Writing Pythonic code: Part 2

python
Author

Rahul Dubey

Published

August 4, 2019

This is the second post (here’s the first) on writing Pythonic code. In this post, we will first go over some aspects of writing effective Python code by brushing over topics such as: slicing, list comprehension, generator expressions.

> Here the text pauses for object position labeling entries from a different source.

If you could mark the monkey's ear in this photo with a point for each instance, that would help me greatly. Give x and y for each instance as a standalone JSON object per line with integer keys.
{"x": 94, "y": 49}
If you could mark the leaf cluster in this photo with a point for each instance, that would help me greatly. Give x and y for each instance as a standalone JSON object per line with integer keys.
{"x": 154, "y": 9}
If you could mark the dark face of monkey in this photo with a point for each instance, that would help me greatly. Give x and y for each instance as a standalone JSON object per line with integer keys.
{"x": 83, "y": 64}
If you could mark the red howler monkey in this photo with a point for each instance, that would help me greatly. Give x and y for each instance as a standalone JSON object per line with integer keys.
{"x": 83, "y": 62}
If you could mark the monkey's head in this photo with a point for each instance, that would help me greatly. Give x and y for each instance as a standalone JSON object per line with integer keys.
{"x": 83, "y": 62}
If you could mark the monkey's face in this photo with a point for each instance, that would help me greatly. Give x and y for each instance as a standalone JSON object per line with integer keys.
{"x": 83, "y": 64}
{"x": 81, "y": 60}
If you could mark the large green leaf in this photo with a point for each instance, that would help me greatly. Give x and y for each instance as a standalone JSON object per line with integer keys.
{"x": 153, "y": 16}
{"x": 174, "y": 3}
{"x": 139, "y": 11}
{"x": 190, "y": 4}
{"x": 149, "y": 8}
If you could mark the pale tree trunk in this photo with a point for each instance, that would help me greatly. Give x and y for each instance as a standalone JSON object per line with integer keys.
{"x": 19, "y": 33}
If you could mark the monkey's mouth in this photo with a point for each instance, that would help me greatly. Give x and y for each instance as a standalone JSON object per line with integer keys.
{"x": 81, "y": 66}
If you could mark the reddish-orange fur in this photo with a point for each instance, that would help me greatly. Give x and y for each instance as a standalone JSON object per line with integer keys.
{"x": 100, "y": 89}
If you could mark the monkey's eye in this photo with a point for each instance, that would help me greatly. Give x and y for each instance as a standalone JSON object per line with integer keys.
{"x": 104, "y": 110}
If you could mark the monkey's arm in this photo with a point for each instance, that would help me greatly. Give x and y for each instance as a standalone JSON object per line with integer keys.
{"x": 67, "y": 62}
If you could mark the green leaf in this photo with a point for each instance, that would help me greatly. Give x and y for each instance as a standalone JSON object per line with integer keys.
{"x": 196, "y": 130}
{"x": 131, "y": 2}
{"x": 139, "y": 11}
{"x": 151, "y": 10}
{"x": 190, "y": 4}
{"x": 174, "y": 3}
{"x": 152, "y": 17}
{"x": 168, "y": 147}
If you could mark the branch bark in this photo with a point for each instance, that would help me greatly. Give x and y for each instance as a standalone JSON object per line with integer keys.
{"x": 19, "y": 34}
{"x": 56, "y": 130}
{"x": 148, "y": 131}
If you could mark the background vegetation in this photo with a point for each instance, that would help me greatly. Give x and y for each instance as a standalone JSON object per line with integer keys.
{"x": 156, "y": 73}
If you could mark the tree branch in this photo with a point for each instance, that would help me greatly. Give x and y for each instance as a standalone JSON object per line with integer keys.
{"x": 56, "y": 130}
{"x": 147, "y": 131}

Writing effective Python code

Slicing

  • What is slicing:
    • Slicing allows you to easily access a subset of a sequence in Python
    • Syntax: array[start:end:stride] : This results into a subset of this array starting from index start, till index end (exclusive), and picking up every nth item if stride=n.
    • Negative integers can be used as offset from the end of the list, so arr[:-2] gets all elements of the list till 2nd last element (excluding) of the list. Similarly, a[-2:] gets all elements from 2nd last element till the end of the list. Don’t use -0 to slice the list, it results into weird results.
  • Things to keep in mind while slicing:
    • If you’re starting the slice from the start of the list, then don’t specify start=0, just leave it blank. For example, do this: arr[:10] instead of arr[0:10]. Similarly, if you’re slicing till the end of the list, do this: arr[5:] instead of arr[5:len(arr)].
    • Slicing results into a new list. So references to the objects in old list are maintained. If you modify elements of the new list, then the elements of old list are not modified.
    • When creating a copy of a list, remember that b = a[:] creates a new list b. Modifying elements of b does not affect a. On the other hand, if you do b = a, then the references are shared and modifying one changes the other.
  • Things to avoid while slicing:
    • A common usage of slicing is to reverse a string (Byte string and ASCII characters) by slicing it with stride=-1.
x = b'apple'
y = x[::-1]
print(x) # apple
print(y) # elppa

But this doesn’t work if the string is UTF-8 encoded.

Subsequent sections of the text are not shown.